I became so non-attached (non-caring) that I did not even waive caution to the house Eric picked out for us to live in in Georgia. That is not me. at all. Eric knows that now. All I wanted was to feel settled and secure. I wanted to create and maintain my own safe haven. A New state, minivan, and four-hour drive away from my family slowly became the death of me.
(My mama and I think most, assumed my downfall was from staying-at-home with all three babies but that was not it.)
I worked until I really could not work anymore before the move. I was very proud of myself financially prior to moving. I had all my bills paid, savings, and a loan paid off. It was like a fresh slate except I was becoming dependent on Eric to supply all my needs and when he did not know what they were or what to do- I shutdown. Completely shut down. I did not know then how to articulate my feelings in a healthy way and still struggle to this day. Progress not perfection. I assume say, "f*ck you, and do it myself." And yes, I know that is not healthy either. I love mental health and psychology...I think a lot of it stems from feeling misunderstood and not knowing a healthy manner to have boundaries and honor myself. When I was a little girl, I was always quiet. And to have an opinion opposite of my mamas to this day is a sin.
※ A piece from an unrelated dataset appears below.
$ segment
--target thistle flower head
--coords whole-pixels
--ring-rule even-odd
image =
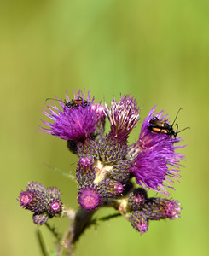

The best thing about moving to Georgia is I had access to the best hospital in the South that specializes in cases of my nature. I scheduled my appointment in the big city of Atlanta at Northside Hospital where I spent thirty long days prior to the boys' birth going through progressive monitoring. Eric made the comment not long ago how " I had it made laid up eating and watching tv." I looked at him like he had lost his mind. It was awful. I was not sick. I was lying in bed without my nine-month -old baby. I was sad and yes, Eric came and visited me every day mostly and brought me whatever I wanted but I never asked for anything. He would play a game of cards with me as I spelled vodka on his breath. I became so sad and tried my best not to let it show. Eric had so much on his plate as well. And secretly, I think I was a little jealous of him and his ability to still drink vodka and be the guy I had always known. Because I was not the same woman...I had so many physical and mental changes happen at lightning speed. I look back and I know he was doing the best he could then. I wanted him to truly talk to me, but he never knew what to say. I had to be strong. I had to be strong for my babies and as I glanced out my window that looked over 'the king and queen building of Atlanta' I experienced my first dark thought ever in my life. I prayed hard to God. I wanted to keep a journal like I had always done but day after day I had nothing to say. I thought I would become creative and that was not the case. Hearing Everett and Cooper's heartbeats is what kept me looking forward as I counted down the days. I would always pray, "God, please give me the strength to be the best mama to my babies and keep them healthy."
Who knew that four years later I would beg God to keep them safe and to bring them home to me. Because Eric took them away from me one day in April and I have not been the same since. Yes- there has been forgiveness...obviously. But certain types of pain can change a person and it eloquently indoctrinated me.